Ferneyhough at Execution Noble agrees that Aviva is in pretty good shape and the company is just starting to experience the benefits of its decision to redomicile its European business to Dublin and various cost cutting and restructuring programmes.

“I think there are a lot of good things going on at Aviva which needed to go on because it has been under performing for some time,” she says. “They have proven that they have done a big strategic review, they have decided on a direction, and there is no reason to derail by getting involved in another change in strategy.”

The analysts that Reactions spoke to were in agreement with the fact that Aviva will be a stronger entity for keeping both its life and non-life earnings, especially as insurance markets start to improve. The GI business is highly cash generative for Aviva, although Aviva recognised in a statement that its present business performance does not reflect its full earnings potential. For example, Aviva's general insurance businesses in aggregate made operating profits of £1.0bn in 2009 compared to £1.7bn in 2006.

Although RSA sees strategic benefits from the deal, analysts are dubious that it would reap the benefits. Oriel’s analysts note that RSA would need to raise more than its market capitalisation (£4.4bn) to complete this transaction. It is also at slightly at odds with RSA's stated strategy of making small bolt-on acquisitions to generate growth.

“This offer was a bold move by RSA and we are not surprised by Aviva's rejection given current cyclically low GI earnings, valuations, and the benefits (expenses & capital) from its composite model,” said Oriel. “RSA's management has significantly improved its operational performance and market perception in recent years and the timing of the offer could be seen as shrewd given current low valuations. However, we fear there is now a degree of uncertainty as to whether RSA intends to pursue a strategy of small bolt on acquisitions or whether it will look for transformational deals and the risk of this could weigh on the shares.”

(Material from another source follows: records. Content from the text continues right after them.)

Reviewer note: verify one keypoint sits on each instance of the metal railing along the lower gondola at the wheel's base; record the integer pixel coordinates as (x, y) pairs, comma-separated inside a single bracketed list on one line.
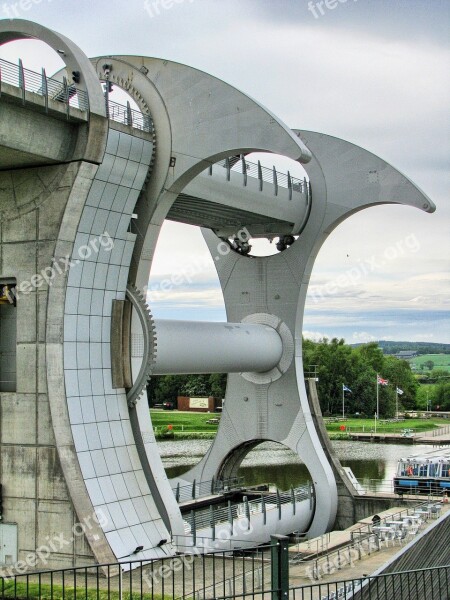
[(211, 517)]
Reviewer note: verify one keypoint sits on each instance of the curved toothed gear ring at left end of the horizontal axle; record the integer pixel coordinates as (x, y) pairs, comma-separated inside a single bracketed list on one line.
[(149, 331)]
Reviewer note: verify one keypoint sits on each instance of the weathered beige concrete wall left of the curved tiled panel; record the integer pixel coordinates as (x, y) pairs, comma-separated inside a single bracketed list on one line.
[(35, 495)]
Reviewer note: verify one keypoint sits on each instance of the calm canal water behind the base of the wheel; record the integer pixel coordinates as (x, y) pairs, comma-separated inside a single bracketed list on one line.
[(373, 464)]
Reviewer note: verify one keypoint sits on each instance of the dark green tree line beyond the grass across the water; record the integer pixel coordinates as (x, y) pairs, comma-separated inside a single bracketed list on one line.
[(336, 364)]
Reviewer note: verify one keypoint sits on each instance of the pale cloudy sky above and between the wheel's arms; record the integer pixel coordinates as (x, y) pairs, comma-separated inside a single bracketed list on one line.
[(373, 72)]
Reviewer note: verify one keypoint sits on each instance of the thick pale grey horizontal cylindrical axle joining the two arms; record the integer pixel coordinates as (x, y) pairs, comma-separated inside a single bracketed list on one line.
[(190, 347)]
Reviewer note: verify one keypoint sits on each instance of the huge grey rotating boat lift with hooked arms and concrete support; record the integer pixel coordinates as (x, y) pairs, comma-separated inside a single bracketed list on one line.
[(85, 186)]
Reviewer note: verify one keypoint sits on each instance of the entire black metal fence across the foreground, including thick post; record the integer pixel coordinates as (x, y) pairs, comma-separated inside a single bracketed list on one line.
[(261, 572)]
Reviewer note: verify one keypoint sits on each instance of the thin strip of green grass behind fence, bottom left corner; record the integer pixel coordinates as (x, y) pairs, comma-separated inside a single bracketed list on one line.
[(46, 592)]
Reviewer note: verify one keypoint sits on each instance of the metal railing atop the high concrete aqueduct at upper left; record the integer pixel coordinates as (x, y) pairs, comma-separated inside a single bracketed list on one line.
[(68, 94)]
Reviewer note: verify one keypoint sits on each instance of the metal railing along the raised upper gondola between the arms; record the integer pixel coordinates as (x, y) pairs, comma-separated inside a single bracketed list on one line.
[(239, 164)]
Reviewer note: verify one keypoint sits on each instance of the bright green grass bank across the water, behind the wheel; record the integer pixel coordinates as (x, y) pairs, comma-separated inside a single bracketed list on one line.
[(184, 423)]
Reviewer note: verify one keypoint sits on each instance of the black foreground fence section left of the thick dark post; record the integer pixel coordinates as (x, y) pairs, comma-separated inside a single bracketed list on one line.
[(194, 576)]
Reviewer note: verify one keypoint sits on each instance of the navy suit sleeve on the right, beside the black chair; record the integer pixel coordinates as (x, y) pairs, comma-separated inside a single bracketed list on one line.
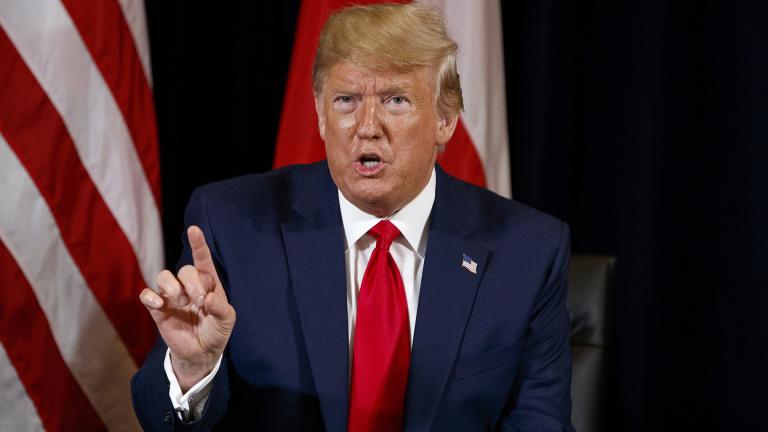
[(540, 400)]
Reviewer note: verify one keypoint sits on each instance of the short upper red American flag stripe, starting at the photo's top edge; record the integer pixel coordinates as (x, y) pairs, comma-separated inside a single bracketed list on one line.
[(110, 42)]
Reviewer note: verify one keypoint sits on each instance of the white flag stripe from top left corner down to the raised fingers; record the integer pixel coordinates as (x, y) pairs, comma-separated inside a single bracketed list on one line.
[(65, 70)]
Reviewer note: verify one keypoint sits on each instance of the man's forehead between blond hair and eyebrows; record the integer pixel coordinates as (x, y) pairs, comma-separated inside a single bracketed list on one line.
[(354, 77)]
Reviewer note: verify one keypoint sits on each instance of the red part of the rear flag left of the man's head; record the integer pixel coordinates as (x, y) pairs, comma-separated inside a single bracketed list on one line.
[(298, 139)]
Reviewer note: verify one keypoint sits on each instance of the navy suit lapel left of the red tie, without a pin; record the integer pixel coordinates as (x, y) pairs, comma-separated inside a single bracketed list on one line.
[(314, 244)]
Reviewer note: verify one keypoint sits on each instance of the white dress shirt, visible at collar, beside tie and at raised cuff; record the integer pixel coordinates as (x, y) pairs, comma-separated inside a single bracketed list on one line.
[(407, 250)]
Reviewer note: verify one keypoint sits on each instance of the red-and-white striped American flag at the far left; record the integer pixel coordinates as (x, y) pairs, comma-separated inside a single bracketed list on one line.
[(80, 231)]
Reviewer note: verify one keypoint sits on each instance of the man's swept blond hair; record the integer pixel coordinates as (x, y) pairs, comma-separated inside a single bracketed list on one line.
[(392, 36)]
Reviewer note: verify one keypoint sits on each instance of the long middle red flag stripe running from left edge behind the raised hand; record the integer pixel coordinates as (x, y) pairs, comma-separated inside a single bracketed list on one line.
[(36, 133)]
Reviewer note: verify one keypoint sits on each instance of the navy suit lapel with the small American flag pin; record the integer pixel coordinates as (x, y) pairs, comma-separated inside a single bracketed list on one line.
[(445, 301)]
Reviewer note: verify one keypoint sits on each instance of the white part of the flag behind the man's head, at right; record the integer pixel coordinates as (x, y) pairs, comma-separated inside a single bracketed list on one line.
[(476, 27)]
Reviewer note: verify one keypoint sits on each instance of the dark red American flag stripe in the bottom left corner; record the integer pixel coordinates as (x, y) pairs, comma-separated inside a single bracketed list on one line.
[(26, 335)]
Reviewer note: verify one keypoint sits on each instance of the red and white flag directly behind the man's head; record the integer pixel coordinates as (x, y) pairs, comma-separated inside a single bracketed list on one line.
[(478, 151)]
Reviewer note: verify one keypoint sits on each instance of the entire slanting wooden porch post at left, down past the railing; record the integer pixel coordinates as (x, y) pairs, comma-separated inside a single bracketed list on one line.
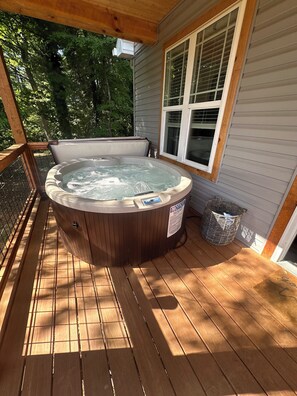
[(16, 124)]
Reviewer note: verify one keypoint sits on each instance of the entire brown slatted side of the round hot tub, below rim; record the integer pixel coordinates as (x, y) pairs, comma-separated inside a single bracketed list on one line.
[(117, 239)]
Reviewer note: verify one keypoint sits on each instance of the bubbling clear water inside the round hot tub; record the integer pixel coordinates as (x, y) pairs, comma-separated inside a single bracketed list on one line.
[(118, 181)]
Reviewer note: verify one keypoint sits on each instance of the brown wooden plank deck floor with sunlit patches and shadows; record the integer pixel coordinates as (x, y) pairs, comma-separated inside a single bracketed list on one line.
[(189, 323)]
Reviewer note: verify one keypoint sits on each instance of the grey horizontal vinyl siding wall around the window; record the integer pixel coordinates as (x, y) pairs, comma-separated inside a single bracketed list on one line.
[(260, 156)]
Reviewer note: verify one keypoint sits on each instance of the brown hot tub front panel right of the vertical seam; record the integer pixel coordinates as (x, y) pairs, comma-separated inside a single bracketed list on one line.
[(130, 238)]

Ferneyhough does not see this as the start of a similar trend of deals in the UK market. She says it was a fairly “left field” deal.

“There are not a lot of companies out there who are willing to allocate cash to deals so therefore it becomes very difficult to make things accretive,” she says. “All the larger European companies have stated that they are unlikely to do any deals unless it was for equity which makes it slightly more difficult.”

She adds: “We haven’t seen a flurry of deals or expect there to be one in the near term. Certainly in the UK it is a relatively mature market in both p/c and life so it would have to be a very specific situation such as the AXA UK [sale of its life business to Resolution, the life insurance investment vehicle] to really see anything more happening.”